8. The topology-sensing spectrum clustering path planning method for multi-unmanned surface vessel cooperative coverage detection according to claim 1, characterized in that, Step 6, based on a gradient-based boundary refinement strategy, fine-tunes the rectangles at the boundaries of sub-regions with load balancing as the objective. Specifically, this includes: (1) Detect whether there are isolated island rectangles in each task sub-region. If so, reassign them to the adjacent sub-region with the longest shared boundary. (2) For leaf rectangles located at the boundary of a subregion Calculate and remove it from the current sub-region Move to adjacent sub-region Load variance gain after ,like Furthermore, the movement operation does not damage the original area. If the connectivity is such that the move operation is executed; in, and Sub-regions and The sum of the areas of all rectangles within the current load is the current load. The target average load for all sub-regions.

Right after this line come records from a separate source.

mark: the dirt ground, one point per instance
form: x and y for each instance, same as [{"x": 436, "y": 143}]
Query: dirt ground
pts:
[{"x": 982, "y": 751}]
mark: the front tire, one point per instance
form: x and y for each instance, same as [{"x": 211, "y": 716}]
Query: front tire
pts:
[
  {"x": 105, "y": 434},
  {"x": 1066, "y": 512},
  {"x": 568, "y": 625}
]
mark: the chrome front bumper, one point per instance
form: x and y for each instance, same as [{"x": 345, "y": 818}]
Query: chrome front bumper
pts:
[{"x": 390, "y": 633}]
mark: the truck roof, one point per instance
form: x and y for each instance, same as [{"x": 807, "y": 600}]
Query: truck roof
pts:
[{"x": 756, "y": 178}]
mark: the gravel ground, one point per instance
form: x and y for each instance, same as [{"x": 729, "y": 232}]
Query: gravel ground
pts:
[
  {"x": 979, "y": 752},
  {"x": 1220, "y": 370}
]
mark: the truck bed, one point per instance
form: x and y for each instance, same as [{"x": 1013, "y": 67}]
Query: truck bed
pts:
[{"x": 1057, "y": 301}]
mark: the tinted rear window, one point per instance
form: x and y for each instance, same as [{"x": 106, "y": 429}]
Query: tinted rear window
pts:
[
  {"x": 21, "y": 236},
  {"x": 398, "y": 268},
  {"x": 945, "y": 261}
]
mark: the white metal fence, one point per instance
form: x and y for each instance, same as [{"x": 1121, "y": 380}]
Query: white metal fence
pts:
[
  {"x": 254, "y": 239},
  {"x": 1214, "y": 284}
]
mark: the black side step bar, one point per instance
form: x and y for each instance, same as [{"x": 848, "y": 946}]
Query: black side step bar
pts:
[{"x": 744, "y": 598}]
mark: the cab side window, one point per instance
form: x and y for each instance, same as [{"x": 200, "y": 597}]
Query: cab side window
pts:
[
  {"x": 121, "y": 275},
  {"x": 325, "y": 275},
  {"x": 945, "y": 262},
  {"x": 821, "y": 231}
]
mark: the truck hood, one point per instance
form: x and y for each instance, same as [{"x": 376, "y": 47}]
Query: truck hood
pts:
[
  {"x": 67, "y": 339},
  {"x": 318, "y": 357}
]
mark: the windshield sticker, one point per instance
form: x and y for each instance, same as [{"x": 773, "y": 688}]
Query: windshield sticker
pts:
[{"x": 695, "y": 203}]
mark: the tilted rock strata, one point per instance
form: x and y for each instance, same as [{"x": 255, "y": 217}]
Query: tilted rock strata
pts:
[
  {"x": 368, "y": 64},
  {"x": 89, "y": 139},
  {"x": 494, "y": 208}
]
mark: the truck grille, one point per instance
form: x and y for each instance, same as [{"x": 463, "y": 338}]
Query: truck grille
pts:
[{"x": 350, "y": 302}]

9. A topology-sensing spectrum clustering path planning system for collaborative coverage detection by multiple unmanned surface vessels, characterized in that, Includes a module for executing the processing instructions for each step of the topology-sensing spectral clustering path planning method for multi-unmanned surface vessel cooperative coverage detection as described in any one of claims 1-8. Data input module: used to receive rectangular decomposition data and unmanned surface vessel quantity parameters; Weighted graph construction module: used to calculate the effective adjacency strength between rectangles and construct a weighted undirected connected graph that represents the topological adjacency strength graph; Spectral embedding module: used to perform Laplacian feature mapping, transforming topological relationships into spectral space coordinates; Weight discretization and allocation module: used to perform virtual node splitting and linear allocation solution, and output the initial task partitioning scheme; The optimization and adjustment module is used to perform connectivity repair and gradient-based boundary load fine-tuning, and outputs the final region allocation scheme and coverage path.
10. A computer-readable storage medium having a computer program stored thereon, characterized in that, When the computer program is executed by a processor, it implements the steps of the method according to any one of claims 1 to 8.